Bu gündem değerlendirmesi yazılırken linkteki haber taraması esas alınmıştır.

İÇ POLİTİKA

Cumhur ittifakı iç meseleleri, rejimin seyri

Siyaset

Bu dönemde Cumhur ittifakı içindeki anlaşmazlık ve çekişmenin giderek derinleştiğini gösteren önemli gelişmeler meydana geldi.
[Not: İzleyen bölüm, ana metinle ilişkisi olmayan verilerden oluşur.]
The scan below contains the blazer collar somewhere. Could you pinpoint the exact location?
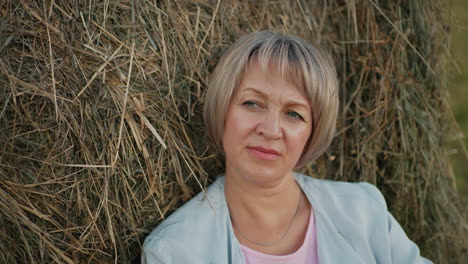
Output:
[294,173,365,264]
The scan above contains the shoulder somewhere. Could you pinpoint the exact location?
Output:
[296,175,388,237]
[142,178,227,263]
[295,173,387,211]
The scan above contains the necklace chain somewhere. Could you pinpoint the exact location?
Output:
[231,192,302,247]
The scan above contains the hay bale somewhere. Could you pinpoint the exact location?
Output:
[0,0,468,263]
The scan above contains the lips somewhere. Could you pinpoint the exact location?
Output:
[248,146,280,160]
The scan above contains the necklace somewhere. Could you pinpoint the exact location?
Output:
[228,192,302,247]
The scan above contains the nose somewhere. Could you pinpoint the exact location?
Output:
[257,111,283,139]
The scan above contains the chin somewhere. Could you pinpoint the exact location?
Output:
[244,166,290,186]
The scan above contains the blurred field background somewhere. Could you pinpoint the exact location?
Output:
[449,0,468,198]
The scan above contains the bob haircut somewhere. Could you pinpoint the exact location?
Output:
[203,30,339,169]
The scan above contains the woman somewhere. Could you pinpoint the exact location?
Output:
[142,31,430,264]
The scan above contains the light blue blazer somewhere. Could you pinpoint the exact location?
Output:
[142,173,432,264]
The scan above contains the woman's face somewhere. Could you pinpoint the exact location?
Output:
[223,62,312,185]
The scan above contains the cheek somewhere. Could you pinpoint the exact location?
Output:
[289,127,312,156]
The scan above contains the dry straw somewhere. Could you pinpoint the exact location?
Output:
[0,0,468,263]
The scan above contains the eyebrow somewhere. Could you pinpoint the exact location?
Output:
[241,87,310,110]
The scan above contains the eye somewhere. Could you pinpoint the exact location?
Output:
[286,111,304,120]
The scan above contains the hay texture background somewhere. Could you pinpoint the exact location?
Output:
[0,0,468,263]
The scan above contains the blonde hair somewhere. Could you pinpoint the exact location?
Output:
[203,30,339,169]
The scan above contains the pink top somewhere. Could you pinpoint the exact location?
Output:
[241,210,318,264]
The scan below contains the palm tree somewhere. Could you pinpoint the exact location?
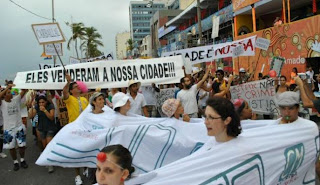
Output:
[127,39,133,51]
[82,43,103,58]
[67,22,85,58]
[80,27,103,58]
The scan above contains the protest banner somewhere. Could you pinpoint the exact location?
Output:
[161,36,256,64]
[211,15,220,39]
[270,57,286,77]
[69,57,80,64]
[81,53,113,63]
[256,37,270,51]
[39,64,61,70]
[43,43,63,56]
[14,56,184,89]
[36,106,319,185]
[232,0,260,12]
[230,79,278,114]
[31,23,65,44]
[156,88,175,117]
[140,85,157,105]
[126,118,319,185]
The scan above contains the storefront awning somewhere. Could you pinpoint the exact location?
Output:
[166,0,218,27]
[234,0,311,17]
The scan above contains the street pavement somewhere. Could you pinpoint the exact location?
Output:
[0,122,91,185]
[0,119,320,185]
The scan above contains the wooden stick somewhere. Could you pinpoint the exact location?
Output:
[52,43,66,72]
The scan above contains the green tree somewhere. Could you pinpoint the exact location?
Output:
[80,27,103,58]
[67,22,85,58]
[127,39,133,51]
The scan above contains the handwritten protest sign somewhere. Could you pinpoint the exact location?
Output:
[270,57,286,77]
[156,88,175,117]
[31,23,65,44]
[211,15,220,39]
[232,45,244,57]
[230,79,277,114]
[140,85,157,105]
[39,64,61,70]
[14,56,184,89]
[161,36,256,64]
[43,43,63,56]
[69,57,80,64]
[81,53,113,63]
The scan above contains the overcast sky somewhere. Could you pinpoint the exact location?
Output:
[0,0,138,85]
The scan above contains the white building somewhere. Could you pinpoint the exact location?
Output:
[140,35,152,57]
[116,32,130,60]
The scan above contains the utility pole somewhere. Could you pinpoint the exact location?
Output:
[197,0,206,69]
[52,0,56,67]
[197,0,202,45]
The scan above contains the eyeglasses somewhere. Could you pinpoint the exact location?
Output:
[204,115,222,121]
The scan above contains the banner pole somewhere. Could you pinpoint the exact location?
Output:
[52,43,66,72]
[253,49,261,71]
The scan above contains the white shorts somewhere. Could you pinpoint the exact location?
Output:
[3,124,26,149]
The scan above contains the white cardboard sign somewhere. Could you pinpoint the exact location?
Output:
[43,43,63,56]
[31,23,65,44]
[69,57,80,64]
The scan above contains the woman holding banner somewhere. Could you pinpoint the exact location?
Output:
[231,99,256,120]
[197,97,242,152]
[162,98,190,122]
[211,74,233,98]
[29,95,57,173]
[112,92,131,116]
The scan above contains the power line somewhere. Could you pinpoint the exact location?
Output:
[9,0,52,20]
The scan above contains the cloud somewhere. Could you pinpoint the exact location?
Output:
[0,0,136,84]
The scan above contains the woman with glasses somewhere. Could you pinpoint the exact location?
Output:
[204,97,241,146]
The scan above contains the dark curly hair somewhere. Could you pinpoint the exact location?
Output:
[69,82,77,95]
[101,144,135,179]
[206,97,242,137]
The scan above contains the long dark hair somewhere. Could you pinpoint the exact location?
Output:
[207,97,242,137]
[101,145,135,179]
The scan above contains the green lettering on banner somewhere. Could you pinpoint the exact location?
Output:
[279,143,305,183]
[199,154,265,185]
[128,124,177,172]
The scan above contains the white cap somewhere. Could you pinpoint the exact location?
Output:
[112,92,129,110]
[239,67,246,73]
[277,91,300,107]
[128,80,141,89]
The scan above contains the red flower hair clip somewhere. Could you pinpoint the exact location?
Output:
[97,152,107,162]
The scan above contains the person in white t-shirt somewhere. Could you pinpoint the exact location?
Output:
[306,66,315,90]
[0,87,7,158]
[177,69,210,118]
[127,80,149,117]
[0,84,28,171]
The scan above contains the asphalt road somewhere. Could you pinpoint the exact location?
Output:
[0,119,320,185]
[0,120,91,185]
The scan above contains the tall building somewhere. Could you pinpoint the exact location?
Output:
[116,32,130,60]
[129,0,166,44]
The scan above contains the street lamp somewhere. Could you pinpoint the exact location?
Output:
[147,0,157,57]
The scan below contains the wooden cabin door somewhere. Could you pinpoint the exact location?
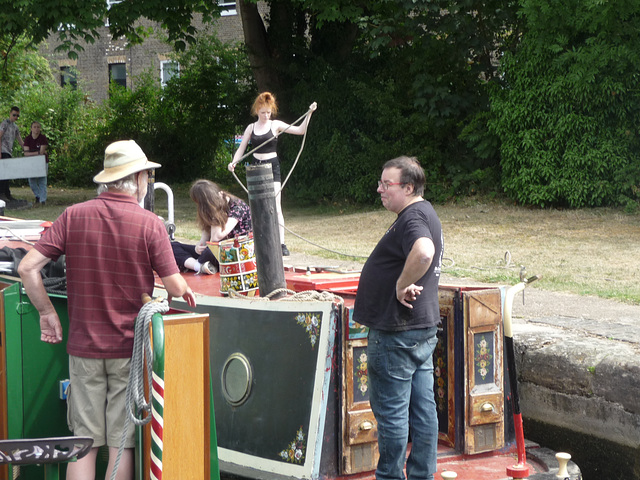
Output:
[462,289,504,454]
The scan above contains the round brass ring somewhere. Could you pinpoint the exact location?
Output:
[220,353,253,407]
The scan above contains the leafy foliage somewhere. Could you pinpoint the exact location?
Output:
[490,0,640,207]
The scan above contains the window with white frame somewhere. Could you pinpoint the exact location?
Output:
[218,0,238,17]
[109,63,127,88]
[160,60,180,87]
[104,0,124,27]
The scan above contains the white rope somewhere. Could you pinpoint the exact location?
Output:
[111,299,169,480]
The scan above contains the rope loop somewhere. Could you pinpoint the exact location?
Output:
[111,298,169,480]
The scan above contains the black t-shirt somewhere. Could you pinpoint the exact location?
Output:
[354,200,443,331]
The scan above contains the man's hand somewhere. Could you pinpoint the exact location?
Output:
[396,283,422,308]
[40,313,62,343]
[182,288,196,307]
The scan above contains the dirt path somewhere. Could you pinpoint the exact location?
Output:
[284,252,640,345]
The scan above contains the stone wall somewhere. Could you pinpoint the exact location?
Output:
[40,14,244,102]
[513,318,640,480]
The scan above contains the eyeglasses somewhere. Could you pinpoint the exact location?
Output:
[378,180,407,190]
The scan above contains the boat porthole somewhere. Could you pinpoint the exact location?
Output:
[221,353,253,407]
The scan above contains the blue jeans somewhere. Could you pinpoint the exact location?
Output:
[367,327,438,480]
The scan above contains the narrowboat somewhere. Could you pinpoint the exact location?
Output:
[0,188,581,480]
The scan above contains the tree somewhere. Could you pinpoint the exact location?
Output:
[490,0,640,208]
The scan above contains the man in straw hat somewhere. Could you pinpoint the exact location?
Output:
[18,140,195,480]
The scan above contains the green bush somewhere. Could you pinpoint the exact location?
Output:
[489,0,640,208]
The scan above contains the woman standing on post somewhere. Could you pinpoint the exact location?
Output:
[22,122,49,207]
[171,180,251,275]
[228,92,318,256]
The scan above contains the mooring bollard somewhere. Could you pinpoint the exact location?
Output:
[556,452,571,478]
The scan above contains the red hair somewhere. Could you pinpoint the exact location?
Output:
[251,92,278,117]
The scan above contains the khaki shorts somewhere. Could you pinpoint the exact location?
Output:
[67,355,135,448]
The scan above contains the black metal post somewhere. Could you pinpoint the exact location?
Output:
[247,163,287,297]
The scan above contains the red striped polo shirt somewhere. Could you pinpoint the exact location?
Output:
[34,192,178,358]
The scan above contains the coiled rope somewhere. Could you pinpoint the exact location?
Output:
[111,299,169,480]
[228,288,344,302]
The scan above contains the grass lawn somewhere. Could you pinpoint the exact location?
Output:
[6,185,640,304]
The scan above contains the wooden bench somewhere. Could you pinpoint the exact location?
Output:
[0,155,47,180]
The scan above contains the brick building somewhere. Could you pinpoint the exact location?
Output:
[40,0,243,102]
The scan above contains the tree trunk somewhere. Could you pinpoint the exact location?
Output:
[238,0,280,92]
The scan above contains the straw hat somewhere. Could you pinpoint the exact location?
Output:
[93,140,162,183]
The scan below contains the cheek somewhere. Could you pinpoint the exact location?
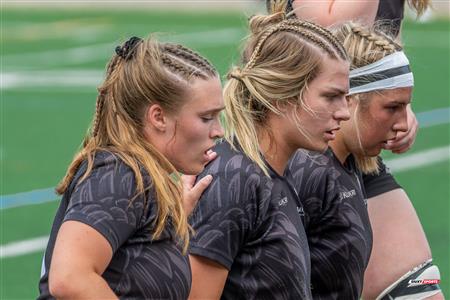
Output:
[178,120,209,151]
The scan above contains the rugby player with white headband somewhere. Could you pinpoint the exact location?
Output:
[286,22,440,299]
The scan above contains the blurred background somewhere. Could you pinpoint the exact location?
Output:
[0,0,450,299]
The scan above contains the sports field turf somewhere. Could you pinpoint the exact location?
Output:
[0,7,450,299]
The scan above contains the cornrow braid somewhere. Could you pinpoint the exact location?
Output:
[161,53,199,77]
[245,20,346,69]
[350,24,396,51]
[91,88,106,136]
[91,54,121,136]
[163,44,216,73]
[286,19,347,60]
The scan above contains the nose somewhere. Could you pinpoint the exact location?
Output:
[392,109,408,132]
[333,97,350,121]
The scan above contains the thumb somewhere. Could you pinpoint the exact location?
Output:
[191,175,213,199]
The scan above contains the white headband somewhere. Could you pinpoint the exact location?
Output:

Yerel seçimler sonrası AKP içinde değişim gerekliliğini vurgulayan açıklamalar artmıştı. Erdoğan da 17 Nisan’da AKP Meclis Grubunda, “seçimler Cumhur İttifakı’nın üstünlüğüyle sonuçlanmıştır”, “81 ilimizde tek bir iktidar vardır, o da Cumhurbaşkanı ve kabinesidir” dese de oy oranlarındaki olumsuz tabloyu kabul ederek net bir şekilde değişim mesajı verdi: “Karşımızdaki tablo tevile gerek duymayacak kadar nettir. Milletimizin mesajlarını baş tacı ederken, bu mesajların gereğini de mutlaka yerine getireceğiz”. Aynı gün, Erdoğan’a yakınlığıyla bilinen Hürriyet yazarı Abdülkadir Selvi, köşesinde “Gezicilerin yıllarca hapis yatacak olmasının Türkiye’ye ne yararı var? AK Parti’ye ne fayda sağlıyor? Artık iklimin değişmesi ve baharın gelmesi gerekiyor” diye yazdı. Selvi’nin bu yazısı, MHP yönetimini rahatsız etti. MHP’li üst yöneticiler sosyal medya hesaplarından birbirine benzer paylaşımlar yaparak Selvi’yi hedef alırken, MHP Sosyal Medya Sorumlusu Hüseyin Özkan ise Selvi’nin Alevi kökenine atıf yaparak, nefret söyleminde bulundu. Özkan, sosyal medya hesabından yaptığı paylaşımda, önceki yıllarda MHP Genel Başkanı Devlet Bahçeli’nin yaptığı gibi, “Abdülkadir Selvi, yok hükmündedir. Çöptür. Kalem ve Kılıç artığıdır” ifadesini kullandı. Bu açıklamalara rağmen Erdoğan veya Ak Parti cephesinden bir görüş bildirilmemesi da dikkat çekti.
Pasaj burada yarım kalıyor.